The Cops Cycling for Survivors 10th annual ride around Indiana was headed down U.S. 27 through Decatur on Wednesday morning, on their way to the Advance Auto Parts store. That's where State Trooper Cory R. Elson, 26, was shot during a routine traffic stop April 3, 1999, only four months after graduating from the Indiana State Police academy.
A plaque on the side of the store remembers Elson, and it was there that the riders gathered. Elson was shot with a fully automated AKA 47—the driver continued to shoot as many as 36 rounds, fatally wounding him. The shooter, Mark L. Lichtenberger of Decatur, was picked up the next day while having Easter dinner with his parents. Lichtenberger, 38 at the time of the shooting, pleaded guilty to murder and is serving a life sentence in the case.
Elson was the second of three troopers to die from the same graduating class that year.
The Cops ride was started in 2002 to raise awareness of the dangers that law enforcement face every day as well as remember those who have fallen in the line of duty, and the people they leave behind. During the 13-day ride, which started Monday in Indianapolis, they will make stops around the state, remembering those who had fallen and visiting the survivors.
About six of the original riders still take part every year. At least 18 of the riders this year will be doing all 13 days, nearly 1,000 miles around the perimeter of Indiana. Unlike most bike tours, they ride on some of the main highways, because they are escorted so motorists easily see them.
For the first time this year the ride has become its own nonprofit 501c3. They still fully support the Cops organization but Master Indiana State Trooper Rich Crawford said there is less red tape for them to go through when organizing the ride.
It takes eight months to set up the event with a 13-person committee organizing it. Crawford said they work with 40 law enforcement agencies around the state to set up escorts from town to town for the riders. The riders spend about 50 percent of their sleeping time in motels and the other half in churches, schools and F.O.P. lodges.
“We eat a lot of good food,” said retired Allen County Police Officer John Heath, 61.
Heath has been making the full ride for the past three years.
“We passed a little boy waving a full-sized American flag yesterday,” Heath said smiling.
Heath said a lot of people honk when they go by. He is not sure they know exactly what they are honking for, but the show of support is wonderful. Heath said he enjoys participating in the ride because of the awareness it brings to the public, and the honor it brings to those lost in the line of duty. Of course, he admits, keeping up with officers half his age on his bike is a pretty good feeling, too.

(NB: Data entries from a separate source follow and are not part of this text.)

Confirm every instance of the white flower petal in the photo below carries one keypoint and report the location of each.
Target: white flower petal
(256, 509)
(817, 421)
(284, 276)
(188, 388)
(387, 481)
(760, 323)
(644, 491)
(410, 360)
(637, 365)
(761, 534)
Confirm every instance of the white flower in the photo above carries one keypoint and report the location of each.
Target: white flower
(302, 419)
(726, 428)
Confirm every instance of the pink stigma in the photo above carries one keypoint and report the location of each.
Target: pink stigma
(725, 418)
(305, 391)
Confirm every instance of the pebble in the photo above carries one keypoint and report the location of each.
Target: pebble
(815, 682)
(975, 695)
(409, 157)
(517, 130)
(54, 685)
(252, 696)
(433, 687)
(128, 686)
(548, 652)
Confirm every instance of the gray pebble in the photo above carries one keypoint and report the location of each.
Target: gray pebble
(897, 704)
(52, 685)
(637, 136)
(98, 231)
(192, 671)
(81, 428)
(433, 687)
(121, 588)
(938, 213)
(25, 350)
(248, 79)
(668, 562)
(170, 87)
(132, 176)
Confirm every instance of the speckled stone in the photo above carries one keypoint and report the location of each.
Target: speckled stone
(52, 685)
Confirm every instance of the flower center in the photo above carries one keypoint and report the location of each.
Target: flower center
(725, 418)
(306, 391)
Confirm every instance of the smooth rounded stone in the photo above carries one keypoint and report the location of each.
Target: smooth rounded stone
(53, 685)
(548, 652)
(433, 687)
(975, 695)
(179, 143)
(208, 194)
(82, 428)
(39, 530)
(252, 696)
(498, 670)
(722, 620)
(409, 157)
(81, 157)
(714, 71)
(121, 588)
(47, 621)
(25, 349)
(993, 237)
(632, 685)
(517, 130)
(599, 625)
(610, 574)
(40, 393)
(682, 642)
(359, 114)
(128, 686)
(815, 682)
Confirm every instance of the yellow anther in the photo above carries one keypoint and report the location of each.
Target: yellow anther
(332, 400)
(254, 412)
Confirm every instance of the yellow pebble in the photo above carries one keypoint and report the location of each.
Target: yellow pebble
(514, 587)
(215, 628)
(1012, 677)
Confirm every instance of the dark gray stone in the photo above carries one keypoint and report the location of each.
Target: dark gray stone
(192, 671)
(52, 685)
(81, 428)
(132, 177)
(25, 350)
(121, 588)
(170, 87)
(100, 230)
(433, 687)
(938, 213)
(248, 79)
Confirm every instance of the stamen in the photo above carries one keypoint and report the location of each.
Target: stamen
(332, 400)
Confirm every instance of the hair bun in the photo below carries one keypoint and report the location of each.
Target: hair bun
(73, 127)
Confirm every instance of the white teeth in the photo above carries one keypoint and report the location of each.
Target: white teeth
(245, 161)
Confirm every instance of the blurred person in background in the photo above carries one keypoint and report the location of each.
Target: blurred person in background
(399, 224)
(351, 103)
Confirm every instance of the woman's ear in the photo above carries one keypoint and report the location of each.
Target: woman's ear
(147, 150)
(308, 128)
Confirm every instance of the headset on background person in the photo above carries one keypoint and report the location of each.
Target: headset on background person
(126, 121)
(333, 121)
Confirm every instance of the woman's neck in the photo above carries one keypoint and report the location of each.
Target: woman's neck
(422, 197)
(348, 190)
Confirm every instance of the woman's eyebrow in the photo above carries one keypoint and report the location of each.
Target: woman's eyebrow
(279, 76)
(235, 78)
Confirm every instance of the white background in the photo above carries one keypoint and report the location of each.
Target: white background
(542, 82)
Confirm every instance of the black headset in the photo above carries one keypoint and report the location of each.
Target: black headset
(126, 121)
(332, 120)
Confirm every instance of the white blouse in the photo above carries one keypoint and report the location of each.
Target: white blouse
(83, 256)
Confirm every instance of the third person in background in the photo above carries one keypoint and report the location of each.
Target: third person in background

This year the ride honors Terre Haute Police Officer Brent Daniel Long. Long was shot and killed July 11, 2011, as he and other officers served a felony warrant at a house. Long had served with the Terre Haute Police Department for six years. He is survived by his wife and two children. A large banner of Long and his canine partner, Shadow, who was also shot but survived, decorates the side of the tour support truck.
The ride is free for participating law enforcement officers. The ride will end July 21 at Crown Hill Cemetery's Heroes of Public Safety Section, where the riders will reunite with their families and law enforcement survivors.